Boundaries Are Important For Healthy Relationships

Perhaps one of the most important components of our ability to connect and bond with other individuals are the boundaries we set for ourselves. As you know, all types of relationships (family, work, personal, etc.) can be difficult to navigate as everyone has unique views, beliefs, principles, and aspirations that form our identities. One way we learn to steer these relationships is through the boundaries we set for ourselves and others. Without boundaries, it can be extremely difficult to form and maintain healthy relationships, because relationships without clear boundaries tend to have one or both parties struggle to communicate what they want, need, or expect. In this blog, I am going to introduce two types of personal boundaries and share my helpful tips for how to set and communicate these boundaries.

Introducing Boundaries

In school, they taught us that every state inside the United States has a border marked by an invisible line which helps our state’s leaders determine the boundaries of their influence.

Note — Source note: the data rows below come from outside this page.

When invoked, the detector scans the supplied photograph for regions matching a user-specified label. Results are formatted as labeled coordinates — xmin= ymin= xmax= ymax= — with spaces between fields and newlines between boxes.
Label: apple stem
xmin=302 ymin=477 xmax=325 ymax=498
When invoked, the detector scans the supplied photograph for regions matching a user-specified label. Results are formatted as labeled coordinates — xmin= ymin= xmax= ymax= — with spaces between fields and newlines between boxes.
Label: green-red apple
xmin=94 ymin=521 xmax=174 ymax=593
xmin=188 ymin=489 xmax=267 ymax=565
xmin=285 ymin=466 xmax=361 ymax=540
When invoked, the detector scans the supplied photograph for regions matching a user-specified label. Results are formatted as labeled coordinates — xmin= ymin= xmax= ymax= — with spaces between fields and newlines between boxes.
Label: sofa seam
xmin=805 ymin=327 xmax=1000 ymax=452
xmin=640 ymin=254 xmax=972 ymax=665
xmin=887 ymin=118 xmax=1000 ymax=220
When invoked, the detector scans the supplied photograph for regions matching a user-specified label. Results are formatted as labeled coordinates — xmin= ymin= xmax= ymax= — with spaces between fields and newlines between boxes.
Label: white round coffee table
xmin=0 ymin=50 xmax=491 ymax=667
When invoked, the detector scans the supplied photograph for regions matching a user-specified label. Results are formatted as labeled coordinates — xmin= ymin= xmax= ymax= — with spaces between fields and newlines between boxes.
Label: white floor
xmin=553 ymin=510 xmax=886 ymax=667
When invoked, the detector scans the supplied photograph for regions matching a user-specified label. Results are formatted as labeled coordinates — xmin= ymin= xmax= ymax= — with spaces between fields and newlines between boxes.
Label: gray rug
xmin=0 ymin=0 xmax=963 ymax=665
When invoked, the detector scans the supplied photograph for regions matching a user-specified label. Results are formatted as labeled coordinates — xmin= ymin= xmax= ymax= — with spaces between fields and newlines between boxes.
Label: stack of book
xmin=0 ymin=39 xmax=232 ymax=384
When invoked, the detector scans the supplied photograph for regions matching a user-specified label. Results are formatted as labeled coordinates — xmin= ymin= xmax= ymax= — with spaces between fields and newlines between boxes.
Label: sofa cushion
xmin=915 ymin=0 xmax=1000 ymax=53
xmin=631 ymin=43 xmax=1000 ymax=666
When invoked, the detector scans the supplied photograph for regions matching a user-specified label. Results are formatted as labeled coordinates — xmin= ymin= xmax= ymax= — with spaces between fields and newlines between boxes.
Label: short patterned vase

In our personal lives, we also have these boundaries or invisible lines that separate us from each other. Our personal boundaries can be placed in terms of physical or emotional space. Essentially, they are our guidelines for how we expect other people to treat us—what is and is not acceptable.

The two types of boundaries this blog will discuss are:

  1. Physical
  2. Emotional

Physical boundaries are the guidelines we create for our body, personal space, and privacy. These boundaries tend to be more self-explanatory and easier to communicate with our partners, family members, friends, co-workers, etc. An example of a violation of someone’s physical boundaries is inappropriate touching. Inappropriate touching is not limited to sexual relations but can be as innocent as feeling uncomfortable when someone puts their hand on your shoulder or gives you a hug. It is normal to not appreciate or welcome everyone in your personal space or touching your body and recognizing what makes you feel uncomfortable can help you set boundaries. Similarly, it is important to understand when you are overstepping someone else’s physical boundaries, such as by looking through someone’s phone or drawers when they leave the room.

Emotional boundaries, on the other hand, are the guidelines we create for separating our feelings. It is extremely common for people in a co-dependent relationship to struggle with setting emotional boundaries, because they rely on each other for approval or sense of identity. In every type of relationship, our emotional boundaries will play an important part in our mental wellness. An example of a violation of our own emotional boundaries is taking on someone else’s pain or guilt for yourself to carry, sacrificing your own needs or desires to please someone else, or accepting responsibility/blame for someone else’s feelings or reactions. Likewise, it is important to understand when you are overstepping someone else’s emotional boundaries, such as by blaming someone else for your own feelings and/or reactions.

Now that you know a little bit more about two types of boundaries and why it is important to set them, you might be wondering how to set these boundaries. Here are some helpful tips you can use.

  1. Recognize what type of behavior makes you feel comfortable versus what type of behavior makes you feel uncomfortable. It is important to note that the answer will change for everyone in your life, because all relationships are different. Understanding what words or actions cause you distress is the first step in understanding where your boundaries should be set.
  2. After you determine where the line is drawn for feelings of comfort and safety versus feelings of discomfort and distress, it is important to clearly communicate these boundaries for each of the relationships in your life. Some of these boundaries may already be drawn and others may need to be enforced.
  3. Understand that it is okay to change your boundaries in the future. Our personal boundaries may change as our relationships progress.
  4. Be mindful of the other person’s boundaries. You can communicate to each other where your boundaries are and even work together to develop different boundaries that make you both feel safe and comfortable.
  5. Never be afraid of enforcing your boundaries. If something or someone is making you feel uncomfortable or causing you emotional distress, speak up. If the situation does not approve and clear communication does not work, it is okay to end the relationship to preserve your own mental wellness. Your mental wellness should always be your number 1 priority.